# Sampling Parameters/Generation Settings (ELI5)

I'm about to oversimplify the fuck out of sampling methods and parameters, skipping over crucial math, probability distributions, and the complex ways these settings interact. This is intentional. This guide is written for beginners to grasp these concepts without getting overwhelmed by technical details. If you need the proper technical depth, or just want to see what kind of research I did before writing this, [check out my citations](/sopakcosauce-docs/other/citations.md).

<details>

<summary><a href="https://featherless.ai/docs/completions#v-1-completions">Featherless Supported Samplers</a></summary>

Sampling parameters supported by Featherless will be <mark style="color:orange;">highlighted in orange</mark> but here's a quick reference.

| Paramter                     | Type            |
| ---------------------------- | --------------- |
| `model`                      | string          |
| `prompt`                     | string \| array |
| `presence_penalty`           | float           |
| `frequency_penalty`          | float           |
| `repetition_penalty`         | float           |
| `temperature`                | float           |
| `top_p`                      | float           |
| `top_k`                      | integer         |
| `min_p`                      | float           |
| `seed`                       | integer         |
| `stop`                       | array           |
| `stop_token_ids`             | array           |
| `include_stop_str_in_output` | boolean         |
| `max_tokens`                 | integer         |
| `min_tokens`                 | integer         |

</details>

## Basic Controls

These settings are the safest starting point for finetuning the responses you get from your favorite LLM!

### <mark style="color:orange;">Temperature</mark>

Think of it like a knob that controls how wild your output can get

**Range**: 0.&#x30;**–**&#x32;.0 (and sometimes higher)
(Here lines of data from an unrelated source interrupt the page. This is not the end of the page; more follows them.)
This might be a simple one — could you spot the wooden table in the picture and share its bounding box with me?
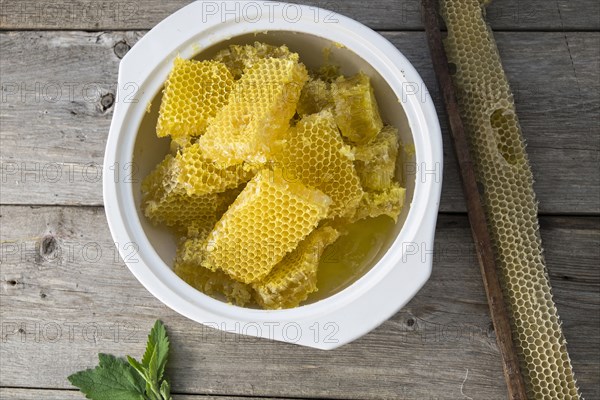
[0,0,600,400]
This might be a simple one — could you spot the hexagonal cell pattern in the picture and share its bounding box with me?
[331,72,383,144]
[203,169,331,283]
[214,42,299,80]
[198,58,308,167]
[354,126,400,190]
[440,0,580,399]
[274,110,363,217]
[252,227,340,309]
[156,57,234,140]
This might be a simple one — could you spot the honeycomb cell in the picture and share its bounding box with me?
[214,42,299,80]
[274,110,363,217]
[202,169,331,283]
[173,230,253,306]
[156,57,234,142]
[354,126,400,191]
[142,154,243,234]
[440,0,580,399]
[350,182,406,222]
[176,143,254,195]
[252,227,340,309]
[198,58,308,167]
[331,72,383,144]
[142,155,218,232]
[296,79,333,117]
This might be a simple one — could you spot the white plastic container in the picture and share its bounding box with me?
[104,1,442,349]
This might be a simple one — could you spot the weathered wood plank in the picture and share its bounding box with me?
[0,0,600,31]
[0,32,600,214]
[0,206,600,399]
[0,388,285,400]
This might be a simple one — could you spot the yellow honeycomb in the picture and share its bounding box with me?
[275,110,363,217]
[331,72,383,144]
[252,227,340,309]
[142,43,404,309]
[354,126,399,190]
[203,169,331,283]
[156,57,234,140]
[440,0,580,399]
[296,79,333,117]
[350,182,406,222]
[214,42,299,80]
[142,155,218,231]
[176,143,253,195]
[173,262,252,307]
[198,58,308,167]
[142,154,241,233]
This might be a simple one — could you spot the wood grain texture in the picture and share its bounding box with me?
[0,0,600,31]
[0,388,285,400]
[0,32,600,214]
[0,206,600,400]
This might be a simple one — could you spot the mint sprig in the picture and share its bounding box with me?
[68,321,172,400]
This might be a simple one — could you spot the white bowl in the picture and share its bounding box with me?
[104,1,442,349]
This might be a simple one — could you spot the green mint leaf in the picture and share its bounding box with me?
[147,346,160,389]
[160,381,171,400]
[127,356,148,381]
[142,320,169,381]
[67,354,145,400]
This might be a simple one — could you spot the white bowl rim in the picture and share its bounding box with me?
[103,1,442,349]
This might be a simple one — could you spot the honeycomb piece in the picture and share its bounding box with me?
[252,227,340,309]
[203,169,331,283]
[312,64,342,83]
[142,154,241,234]
[174,263,252,307]
[142,155,218,232]
[275,111,363,217]
[331,72,383,144]
[198,58,308,167]
[296,79,333,117]
[351,182,406,222]
[173,229,252,306]
[354,126,399,191]
[176,143,253,195]
[214,42,299,80]
[440,0,580,399]
[156,57,234,140]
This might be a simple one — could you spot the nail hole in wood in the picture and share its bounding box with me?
[114,40,131,58]
[100,93,115,111]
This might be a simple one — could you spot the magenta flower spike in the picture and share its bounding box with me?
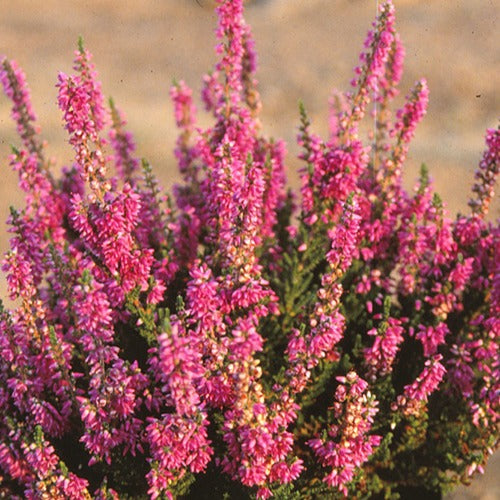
[0,0,500,500]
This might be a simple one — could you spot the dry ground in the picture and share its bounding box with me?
[0,0,500,500]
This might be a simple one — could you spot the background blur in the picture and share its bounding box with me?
[0,0,500,500]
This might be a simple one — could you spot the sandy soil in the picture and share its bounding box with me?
[0,0,500,500]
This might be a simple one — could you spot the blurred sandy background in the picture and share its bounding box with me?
[0,0,500,500]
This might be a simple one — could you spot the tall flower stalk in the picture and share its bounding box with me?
[0,0,500,499]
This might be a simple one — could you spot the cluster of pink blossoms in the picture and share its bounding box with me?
[0,0,500,500]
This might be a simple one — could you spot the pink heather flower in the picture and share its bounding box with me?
[469,128,500,217]
[398,354,446,408]
[376,33,405,103]
[0,58,43,154]
[307,372,382,496]
[146,413,213,499]
[392,79,429,146]
[340,1,395,131]
[326,198,361,273]
[109,101,139,186]
[364,317,405,379]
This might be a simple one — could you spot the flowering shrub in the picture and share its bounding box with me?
[0,0,500,499]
* **Zero:** Completely predictable/greedy sampling
* **Low (e.g., 0.1-1.0):** Normal, sensible stories
* **High (e.g., 1.0-2.0):** Wild, creative stories

### <mark style="color:orange;">Min Tokens</mark>

How short do you want your output to be?

* Shorter responses might be cut short in the middle, which could interrupt your chat
* Suggested values:
  * *CharacterAI style:* Start at `50` and adjust up or down according to your preference!
  * *Novel style:* Start at `250` and adjust up or down to your preference!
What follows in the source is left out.